"This session, we talked about the un-scored writing portion of the exam. We began with an overview of how an outline is written, and I gave a brief tutorial about how to translate this information to an essay. The remainder of the time was spent by the student writing an outline and an essay about her idol: her mother.
She had a difficult time coming up with the idea about who would be a suitable role model to write about, because the essay topic was "To whom do you look up to and why?" She wanted to find an answer that people on the admission side of the schools would see and like. I stated to her that it can be difficult to come up with a topic to write about, but it shouldn't be something you don't know a whole lot about just in order to impress whoever you're giving the essay to. I encouraged her to write about something that she knows a good amount about, so that she could come up with sufficient details about why she idolizes that person. I told her to spend about 3-5 minutes on the test just coming up with her main idea, and then listing three big reasons that support it.
Before too long, she had written out her outline, with three supporting details about each big reason why she idolized her mother. We then talked about the transition of this information from the outline to the essay, and how sentence structure should be varied, and about sometimes adding an extra sentence into the essay in order to adequately explain what you were talking about. For instance, one of the reasons that she idolizes her mother is that she is a hard worker, and that she had decided to quit her job as an attorney in order to fulfill her role as a mother. I said to her that this is probably best explained in two sentences, one about her mother's previous job, and one about her decision to leave it to help raise her family.

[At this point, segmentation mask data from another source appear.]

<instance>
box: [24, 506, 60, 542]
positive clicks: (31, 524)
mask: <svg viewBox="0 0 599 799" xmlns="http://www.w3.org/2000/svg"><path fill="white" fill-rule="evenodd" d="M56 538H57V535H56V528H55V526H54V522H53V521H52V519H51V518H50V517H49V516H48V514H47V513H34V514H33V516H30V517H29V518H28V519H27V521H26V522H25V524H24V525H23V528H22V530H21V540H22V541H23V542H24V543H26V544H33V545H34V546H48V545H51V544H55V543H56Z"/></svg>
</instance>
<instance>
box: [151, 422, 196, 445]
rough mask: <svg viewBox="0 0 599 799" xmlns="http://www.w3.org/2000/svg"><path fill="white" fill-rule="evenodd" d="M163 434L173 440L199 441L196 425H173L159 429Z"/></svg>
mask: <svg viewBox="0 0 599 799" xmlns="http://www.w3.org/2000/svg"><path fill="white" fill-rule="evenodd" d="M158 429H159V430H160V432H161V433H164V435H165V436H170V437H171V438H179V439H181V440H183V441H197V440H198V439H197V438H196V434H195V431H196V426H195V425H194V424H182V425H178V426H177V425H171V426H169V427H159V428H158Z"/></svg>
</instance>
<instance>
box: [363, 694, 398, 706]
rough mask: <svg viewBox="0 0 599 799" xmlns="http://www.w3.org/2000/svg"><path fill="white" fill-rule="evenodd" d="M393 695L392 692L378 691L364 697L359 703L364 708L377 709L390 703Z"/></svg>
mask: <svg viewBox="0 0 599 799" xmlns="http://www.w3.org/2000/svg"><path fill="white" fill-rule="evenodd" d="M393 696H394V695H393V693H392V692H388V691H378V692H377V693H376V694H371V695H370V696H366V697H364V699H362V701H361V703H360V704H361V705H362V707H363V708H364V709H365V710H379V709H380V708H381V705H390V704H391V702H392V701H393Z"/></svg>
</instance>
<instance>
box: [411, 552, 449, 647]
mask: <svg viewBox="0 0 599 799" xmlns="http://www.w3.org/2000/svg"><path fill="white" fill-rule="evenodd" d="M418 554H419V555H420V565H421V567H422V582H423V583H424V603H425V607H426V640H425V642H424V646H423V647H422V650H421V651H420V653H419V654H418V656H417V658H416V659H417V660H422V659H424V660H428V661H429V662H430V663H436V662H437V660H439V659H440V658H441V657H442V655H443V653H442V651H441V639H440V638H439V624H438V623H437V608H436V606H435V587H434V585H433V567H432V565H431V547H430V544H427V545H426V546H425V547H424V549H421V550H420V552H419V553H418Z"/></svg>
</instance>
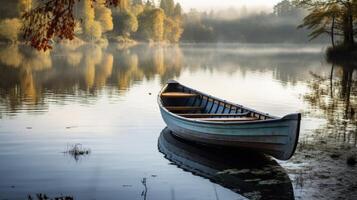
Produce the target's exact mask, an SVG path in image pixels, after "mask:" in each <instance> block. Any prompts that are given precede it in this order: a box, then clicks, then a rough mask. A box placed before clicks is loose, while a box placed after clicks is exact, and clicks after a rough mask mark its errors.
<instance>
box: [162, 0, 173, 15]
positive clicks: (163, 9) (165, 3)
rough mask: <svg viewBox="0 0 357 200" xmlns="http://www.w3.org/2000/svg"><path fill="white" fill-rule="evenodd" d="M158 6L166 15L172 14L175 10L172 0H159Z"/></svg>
mask: <svg viewBox="0 0 357 200" xmlns="http://www.w3.org/2000/svg"><path fill="white" fill-rule="evenodd" d="M160 8H161V9H162V10H163V11H164V12H165V14H166V15H167V16H170V17H171V16H173V15H174V11H175V2H174V0H161V1H160Z"/></svg>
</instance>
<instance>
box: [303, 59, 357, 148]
mask: <svg viewBox="0 0 357 200" xmlns="http://www.w3.org/2000/svg"><path fill="white" fill-rule="evenodd" d="M329 62H330V63H331V74H330V75H329V76H321V75H318V74H316V73H311V75H312V77H313V79H312V81H310V82H309V84H308V86H309V88H310V90H311V92H310V93H308V94H306V95H305V96H304V100H306V101H307V102H309V104H310V105H311V106H312V107H313V108H315V109H316V110H318V111H320V112H322V114H323V116H324V118H325V119H326V120H327V123H326V125H325V126H323V127H321V128H320V129H317V130H316V133H317V135H315V136H314V137H321V138H322V139H324V140H327V139H328V138H333V139H334V140H335V141H336V142H343V143H349V144H353V145H354V146H356V145H357V120H356V110H357V87H356V86H357V73H356V70H357V63H356V61H336V60H333V61H329Z"/></svg>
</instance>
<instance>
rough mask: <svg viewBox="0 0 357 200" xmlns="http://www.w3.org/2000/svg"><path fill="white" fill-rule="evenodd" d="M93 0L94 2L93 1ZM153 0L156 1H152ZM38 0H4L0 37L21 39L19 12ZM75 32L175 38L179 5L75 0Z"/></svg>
mask: <svg viewBox="0 0 357 200" xmlns="http://www.w3.org/2000/svg"><path fill="white" fill-rule="evenodd" d="M93 2H94V3H93ZM155 2H156V1H155ZM41 3H43V2H42V1H37V0H5V1H4V2H1V7H0V41H8V42H18V41H21V39H22V37H21V35H22V34H23V33H22V30H21V27H22V25H23V24H25V23H26V21H23V19H22V18H21V16H22V15H23V14H24V13H25V12H27V11H29V10H31V9H33V8H36V7H37V6H38V5H39V4H41ZM73 13H74V16H75V19H76V26H75V35H76V36H77V37H78V38H79V39H81V40H83V41H94V42H97V41H103V40H107V39H109V40H112V41H118V42H128V41H133V40H140V41H155V42H162V41H167V42H178V41H179V40H180V37H181V34H182V32H183V29H182V20H181V15H182V9H181V5H180V4H179V3H175V2H174V0H161V1H159V3H156V4H155V3H154V1H151V0H150V1H149V0H148V1H145V2H143V1H142V0H121V1H120V3H119V4H118V5H117V6H115V7H110V8H108V7H106V6H105V0H96V1H93V0H80V1H76V4H75V6H74V9H73Z"/></svg>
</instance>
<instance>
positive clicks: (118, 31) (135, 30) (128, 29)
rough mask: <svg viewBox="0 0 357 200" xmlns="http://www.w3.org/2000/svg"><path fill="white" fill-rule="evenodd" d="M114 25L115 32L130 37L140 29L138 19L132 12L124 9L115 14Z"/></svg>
mask: <svg viewBox="0 0 357 200" xmlns="http://www.w3.org/2000/svg"><path fill="white" fill-rule="evenodd" d="M114 27H115V30H114V31H115V33H119V34H120V35H123V36H125V37H130V35H131V33H133V32H136V31H137V30H138V20H137V18H136V16H135V15H134V14H132V13H131V12H129V11H122V12H119V13H117V14H116V15H115V16H114Z"/></svg>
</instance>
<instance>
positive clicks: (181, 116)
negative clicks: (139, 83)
mask: <svg viewBox="0 0 357 200" xmlns="http://www.w3.org/2000/svg"><path fill="white" fill-rule="evenodd" d="M249 113H250V112H245V113H231V114H229V113H226V114H216V113H191V114H180V116H181V117H187V118H208V117H240V116H246V115H248V114H249Z"/></svg>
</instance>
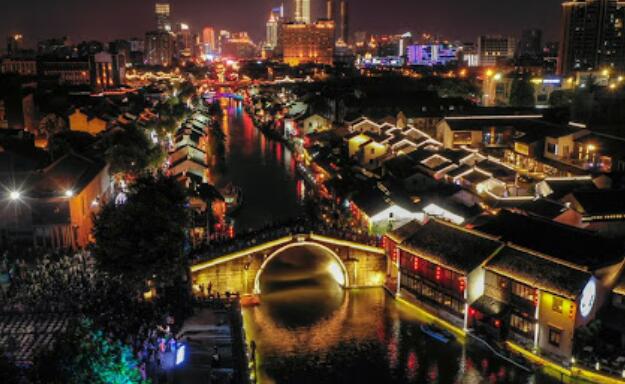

The remainder of the session was editing the essay and making sure that the essay was read out loud (whispered this time, because her mother was in the next room) But I still emphasized the point that if you don't read it out loud to yourself, you might not catch some awkwardly worded sentences that you would have skimmed over with your eyes. I encouraged her to finish her essay with a funny point initially, but since this essay didn't really have a humorous tone to it, I told her that she should finish it in another way. I'm not giving anything away, but it was genuine and adorable.
All in all, this was a heart-warming and extremely productive lesson."